Piedmont Fasteners Corporation makes three different clothing fasteners in its manufacturing facility in North Carolina. All three products are sold in highly competitive markets, so the company is unable to raise prices without losing an unacceptable number of customers. Data from the most recent period concerning these products appear below:

Velcro Metal Nylon
Annual sales volume 104,000 208,000 416,000
Unit selling price $ 1.65 $ 1.50 $ 0.85
Variable expense per unit $ 1.25 $ 0.70 $ 0.25
Contribution margin per unit $ 0.40 $ 0.80 $ 0.60

Total fixed expenses are $416,000 per period. Of the total fixed expenses, $20,000 could be avoided if the Velcro product is dropped, $80,000 if the Metal product is dropped, and $60,000 if the Nylon product is dropped. The remaining fixed expenses of $256,000 consist of common fixed expenses such as administrative salaries and rent on the factory building that could be avoided only by going out of business entirely.

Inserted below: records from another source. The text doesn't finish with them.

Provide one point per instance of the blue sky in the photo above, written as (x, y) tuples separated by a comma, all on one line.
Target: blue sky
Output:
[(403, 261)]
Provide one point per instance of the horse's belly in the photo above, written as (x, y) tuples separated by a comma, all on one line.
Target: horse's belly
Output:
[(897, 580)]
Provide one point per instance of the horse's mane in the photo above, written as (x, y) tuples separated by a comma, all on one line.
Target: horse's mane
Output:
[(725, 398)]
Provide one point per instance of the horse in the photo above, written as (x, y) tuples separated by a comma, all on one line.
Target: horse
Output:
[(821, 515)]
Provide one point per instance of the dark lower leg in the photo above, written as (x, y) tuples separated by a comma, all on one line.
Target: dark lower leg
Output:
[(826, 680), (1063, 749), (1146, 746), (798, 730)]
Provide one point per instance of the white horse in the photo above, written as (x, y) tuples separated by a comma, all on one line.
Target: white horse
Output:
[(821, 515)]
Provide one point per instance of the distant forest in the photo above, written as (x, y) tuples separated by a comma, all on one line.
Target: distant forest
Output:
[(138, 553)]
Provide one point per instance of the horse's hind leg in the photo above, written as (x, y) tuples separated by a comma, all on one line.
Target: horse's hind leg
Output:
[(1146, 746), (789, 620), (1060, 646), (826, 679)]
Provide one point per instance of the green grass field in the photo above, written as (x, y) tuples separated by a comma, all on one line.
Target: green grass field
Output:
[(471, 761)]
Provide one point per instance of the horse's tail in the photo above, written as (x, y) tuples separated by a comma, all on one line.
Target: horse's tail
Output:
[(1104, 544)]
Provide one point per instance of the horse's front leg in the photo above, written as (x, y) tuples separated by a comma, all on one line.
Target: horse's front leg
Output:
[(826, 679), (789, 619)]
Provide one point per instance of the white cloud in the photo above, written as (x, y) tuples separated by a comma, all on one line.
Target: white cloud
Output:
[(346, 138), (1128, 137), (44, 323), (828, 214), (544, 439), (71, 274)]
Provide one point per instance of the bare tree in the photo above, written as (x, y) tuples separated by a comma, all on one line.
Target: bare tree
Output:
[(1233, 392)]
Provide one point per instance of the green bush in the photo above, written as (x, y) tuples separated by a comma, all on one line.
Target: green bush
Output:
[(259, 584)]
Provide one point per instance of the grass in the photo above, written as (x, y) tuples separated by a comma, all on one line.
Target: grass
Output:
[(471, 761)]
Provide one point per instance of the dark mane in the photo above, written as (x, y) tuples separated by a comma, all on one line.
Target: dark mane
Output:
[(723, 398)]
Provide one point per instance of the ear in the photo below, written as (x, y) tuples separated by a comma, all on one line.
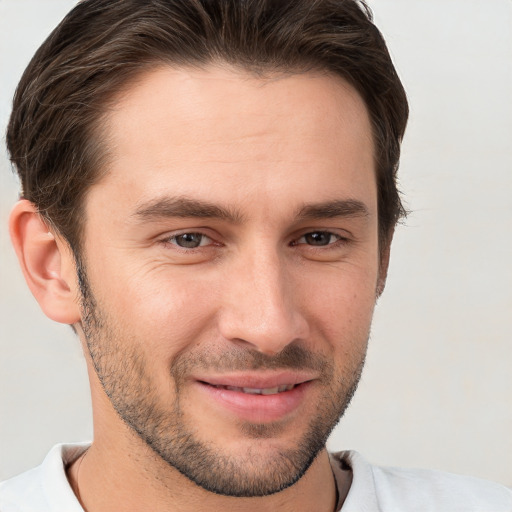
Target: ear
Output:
[(384, 254), (46, 262)]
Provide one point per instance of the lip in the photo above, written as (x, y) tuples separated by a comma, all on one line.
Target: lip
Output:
[(256, 408)]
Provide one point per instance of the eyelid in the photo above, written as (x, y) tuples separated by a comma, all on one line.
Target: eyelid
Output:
[(169, 239), (343, 237)]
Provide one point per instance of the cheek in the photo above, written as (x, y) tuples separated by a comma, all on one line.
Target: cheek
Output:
[(165, 312), (340, 305)]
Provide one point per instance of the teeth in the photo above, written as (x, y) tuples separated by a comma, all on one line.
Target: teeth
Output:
[(260, 391)]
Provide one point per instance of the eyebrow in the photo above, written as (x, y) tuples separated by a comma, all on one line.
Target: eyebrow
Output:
[(184, 207), (333, 209)]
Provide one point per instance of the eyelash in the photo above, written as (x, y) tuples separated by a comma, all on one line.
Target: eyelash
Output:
[(339, 240)]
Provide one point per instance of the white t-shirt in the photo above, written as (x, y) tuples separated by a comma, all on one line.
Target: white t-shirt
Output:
[(374, 489)]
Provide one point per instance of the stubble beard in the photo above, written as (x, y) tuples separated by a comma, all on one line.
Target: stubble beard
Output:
[(124, 374)]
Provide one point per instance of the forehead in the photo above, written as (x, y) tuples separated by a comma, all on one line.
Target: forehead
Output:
[(224, 132)]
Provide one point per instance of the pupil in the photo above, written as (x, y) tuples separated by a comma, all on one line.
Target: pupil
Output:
[(318, 238), (189, 240)]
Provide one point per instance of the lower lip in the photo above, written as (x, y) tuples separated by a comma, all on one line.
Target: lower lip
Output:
[(257, 408)]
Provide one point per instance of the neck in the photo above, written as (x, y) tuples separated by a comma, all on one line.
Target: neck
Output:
[(142, 481)]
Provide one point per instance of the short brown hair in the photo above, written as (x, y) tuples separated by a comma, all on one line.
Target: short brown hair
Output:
[(53, 135)]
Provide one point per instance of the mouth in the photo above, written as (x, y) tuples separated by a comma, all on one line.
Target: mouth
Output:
[(257, 398), (256, 391)]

The company's managers would like to compute the break-even point in dollar sales for the company as a whole, and the break- even point in unit sales for each product. They are considering two methods for computing each product's break-even point unit sales:

Method #1: Include each product's traceable fixed costs and an allocated share of the common fixed costs in the numerator of each break-even calculation. The common fixed costs would be allocated to the three products using sales dollars as the allocation base.

Method #2: Only include each product's traceable fixed costs in the numerator of each break-even calculation.

Required:
3a. Calculate the break-even point in unit sales for each product using method 1.